A dividend is a payment made by a corporation to its shareholders, usually in the form of cash or additional shares. Dividends are typically paid out of the company’s profits as a way to distribute a portion of the earnings back to the shareholders. Not all companies pay dividends, especially those in growth phases or sectors, as they may choose to reinvest their profits back into the business to fund expansion, research and development, or other business activities.
Dividends are often appealing to investors who are looking for regular income in addition to potential capital gains from increases in the share price. They can be particularly attractive to retirees or other investors with lower risk tolerance.
The dividend payout of a company is usually decided by the board of directors and it is typically quoted in terms of a dollar amount each share receives (dividend per share). It can also be expressed as a percentage of the current market price, which is known as the dividend yield.
However, it’s important to note that although dividends can be a sign of a company’s profitability, a high dividend yield doesn’t always indicate a healthy company. Sometimes, companies may maintain high dividend payouts even when their profitability is declining, which can potentially lead to financial difficulties in the future. Therefore, investors often consider a range of factors, not just the dividend yield, when choosing which stocks to invest in.
Example of a Dividend
Suppose you own 100 shares of a company called HealthyCo, which has decided to pay a cash dividend of $2 per share annually. When the dividend is paid, you will receive a total of $200 (100 shares * $2 per share) for the year. This amount will typically be deposited directly into your brokerage account. If HealthyCo maintains this dividend, you would receive this $200 every year for as long as you hold the 100 shares and the company continues to declare this dividend.
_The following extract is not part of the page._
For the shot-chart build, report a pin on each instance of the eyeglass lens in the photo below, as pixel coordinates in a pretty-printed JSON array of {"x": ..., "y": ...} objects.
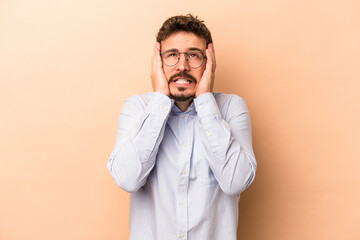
[{"x": 194, "y": 58}]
In addition, suppose that the current market price of HealthyCo’s stock is $40 per share. The dividend yield would then be calculated as follows:
Dividend Yield = Annual Dividends Per Share / Price Per Share
= $2 / $40
= 0.05 or 5%
So, HealthyCo has a dividend yield of 5%, meaning you would earn 5% of the value of your investment in the form of dividends every year, provided the price per share and the annual dividend amount stay constant.
Remember that real-life investing involves more complexity and risk. For instance, a company may reduce, omit, or increase its dividend based on its financial performance or business goals. Also, while receiving dividends, the stock price could fluctuate, leading to potential capital gain or loss. Hence, investing decisions should be made considering a multitude of factors.